Agents, underwriters or dealers may engage in transactions with or perform services for us in the ordinary course of business.

 

LEGAL MATTERS

The validity of the securities offered by this prospectus will be passed upon for us by Jones, Walker, Waechter, Poitevent, Carrère & Denègre, L.L.P., New Orleans, Louisiana.

 

EXPERTS

The consolidated financial statements of Horizon Offshore, Inc. and subsidiaries as of December 31, 2003 and 2002 and for each of the two years in the period ended December 31, 2003 incorporated in this prospectus by reference to the Annual Report on Form 10-K for the year ended December 31, 2003 have been so incorporated in reliance on the report (which contains an explanatory paragraph relating to the issuance of Subordinated Notes on March 11, 2004 and the Company's financing and liquidity position) of PricewaterhouseCoopers LLP, independent accountants, given on the authority of said firm as experts in auditing and accounting.

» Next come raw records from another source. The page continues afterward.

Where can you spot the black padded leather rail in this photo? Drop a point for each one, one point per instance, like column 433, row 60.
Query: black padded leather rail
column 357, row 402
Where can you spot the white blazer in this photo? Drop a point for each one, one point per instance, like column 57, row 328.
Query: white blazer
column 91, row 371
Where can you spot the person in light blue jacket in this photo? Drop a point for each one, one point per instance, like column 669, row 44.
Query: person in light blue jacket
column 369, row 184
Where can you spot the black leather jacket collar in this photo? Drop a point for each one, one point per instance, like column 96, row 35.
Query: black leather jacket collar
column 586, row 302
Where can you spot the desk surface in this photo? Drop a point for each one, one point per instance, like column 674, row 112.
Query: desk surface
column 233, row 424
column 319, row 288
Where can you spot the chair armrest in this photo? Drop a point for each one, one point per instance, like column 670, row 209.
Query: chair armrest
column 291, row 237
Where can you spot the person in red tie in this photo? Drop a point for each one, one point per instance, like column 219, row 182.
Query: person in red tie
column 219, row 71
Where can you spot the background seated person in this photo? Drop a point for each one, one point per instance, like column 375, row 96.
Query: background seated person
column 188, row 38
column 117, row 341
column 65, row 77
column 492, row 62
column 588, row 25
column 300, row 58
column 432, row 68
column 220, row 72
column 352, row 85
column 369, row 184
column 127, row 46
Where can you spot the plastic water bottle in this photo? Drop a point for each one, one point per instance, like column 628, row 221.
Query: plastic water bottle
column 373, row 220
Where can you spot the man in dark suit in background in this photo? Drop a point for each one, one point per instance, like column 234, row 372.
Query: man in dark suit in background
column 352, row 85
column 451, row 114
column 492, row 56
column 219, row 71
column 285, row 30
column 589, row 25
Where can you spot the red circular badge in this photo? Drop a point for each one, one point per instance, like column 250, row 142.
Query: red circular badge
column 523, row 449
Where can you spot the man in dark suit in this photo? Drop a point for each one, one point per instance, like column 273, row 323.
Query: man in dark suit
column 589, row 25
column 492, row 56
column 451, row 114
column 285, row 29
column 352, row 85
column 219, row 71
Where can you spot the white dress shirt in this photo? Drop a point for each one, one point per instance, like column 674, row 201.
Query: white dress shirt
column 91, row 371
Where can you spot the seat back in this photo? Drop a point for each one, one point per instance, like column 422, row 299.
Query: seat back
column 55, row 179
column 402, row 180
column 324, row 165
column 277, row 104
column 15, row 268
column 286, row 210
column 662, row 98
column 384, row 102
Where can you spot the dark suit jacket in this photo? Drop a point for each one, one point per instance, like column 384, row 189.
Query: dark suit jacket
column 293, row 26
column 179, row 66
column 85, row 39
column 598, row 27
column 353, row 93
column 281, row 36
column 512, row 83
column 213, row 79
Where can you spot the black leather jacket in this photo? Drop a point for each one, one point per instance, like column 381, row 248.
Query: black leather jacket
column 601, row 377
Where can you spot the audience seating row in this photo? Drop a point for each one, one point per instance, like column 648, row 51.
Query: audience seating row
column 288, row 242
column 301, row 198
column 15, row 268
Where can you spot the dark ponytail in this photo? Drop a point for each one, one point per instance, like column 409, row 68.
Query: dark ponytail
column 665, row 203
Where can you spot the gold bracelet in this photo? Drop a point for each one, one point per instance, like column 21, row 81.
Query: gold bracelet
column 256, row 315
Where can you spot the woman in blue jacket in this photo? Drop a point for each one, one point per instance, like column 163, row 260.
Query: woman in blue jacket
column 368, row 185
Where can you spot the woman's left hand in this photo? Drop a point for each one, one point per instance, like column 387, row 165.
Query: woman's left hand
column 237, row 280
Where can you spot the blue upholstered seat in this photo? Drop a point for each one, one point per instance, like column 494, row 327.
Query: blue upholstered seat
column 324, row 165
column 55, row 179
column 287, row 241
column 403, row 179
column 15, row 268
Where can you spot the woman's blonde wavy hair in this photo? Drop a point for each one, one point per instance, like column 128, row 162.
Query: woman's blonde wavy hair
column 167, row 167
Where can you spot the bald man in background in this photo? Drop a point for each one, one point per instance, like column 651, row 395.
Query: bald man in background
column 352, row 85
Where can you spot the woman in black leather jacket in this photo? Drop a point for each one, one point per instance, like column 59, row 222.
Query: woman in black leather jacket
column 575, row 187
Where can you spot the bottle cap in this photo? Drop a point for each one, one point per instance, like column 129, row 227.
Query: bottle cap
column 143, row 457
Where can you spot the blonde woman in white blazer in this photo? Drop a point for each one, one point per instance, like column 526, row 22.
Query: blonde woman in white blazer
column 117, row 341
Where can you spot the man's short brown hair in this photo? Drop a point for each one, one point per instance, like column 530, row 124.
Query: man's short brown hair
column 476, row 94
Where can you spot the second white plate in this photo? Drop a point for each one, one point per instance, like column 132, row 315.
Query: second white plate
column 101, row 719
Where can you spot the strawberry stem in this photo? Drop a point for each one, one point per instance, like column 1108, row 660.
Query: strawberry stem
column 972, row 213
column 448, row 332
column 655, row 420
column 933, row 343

The consolidated financial statements of Horizon Offshore, Inc. and subsidiaries as of and for the one-year period ended December 31, 2001 have been incorporated by reference in this registration statement in reliance upon the report of Arthur Andersen LLP, independent accountants, incorporated by reference herein, and upon the authority of said firm as experts in accounting and auditing. Arthur Andersen has not consented to the inclusion of their report in this prospectus, and in reliance on Rule 437a under the Securities Act, we have not obtained their consent to do so.

 

PART II

INFORMATION NOT REQUIRED IN PROSPECTUS

Item 14.     Other Expenses of Issuance and Distribution.

The fees and expenses payable by us in connection with the issuance and distribution of the securities of Horizon Offshore, Inc. (the "Company") registered hereunder are as follows:

 

Securities and Exchange Commission

     registration fee

$

3,484.16

*Legal fees and expenses

30,000.00

*Accounting fees and expenses

 15,000.00

*Printing

5,000.00

*Miscellaneous

2,000.00

   Total: $ 55,484.16

                * Estimated.

Item 15.     Indemnification of Directors and Officers.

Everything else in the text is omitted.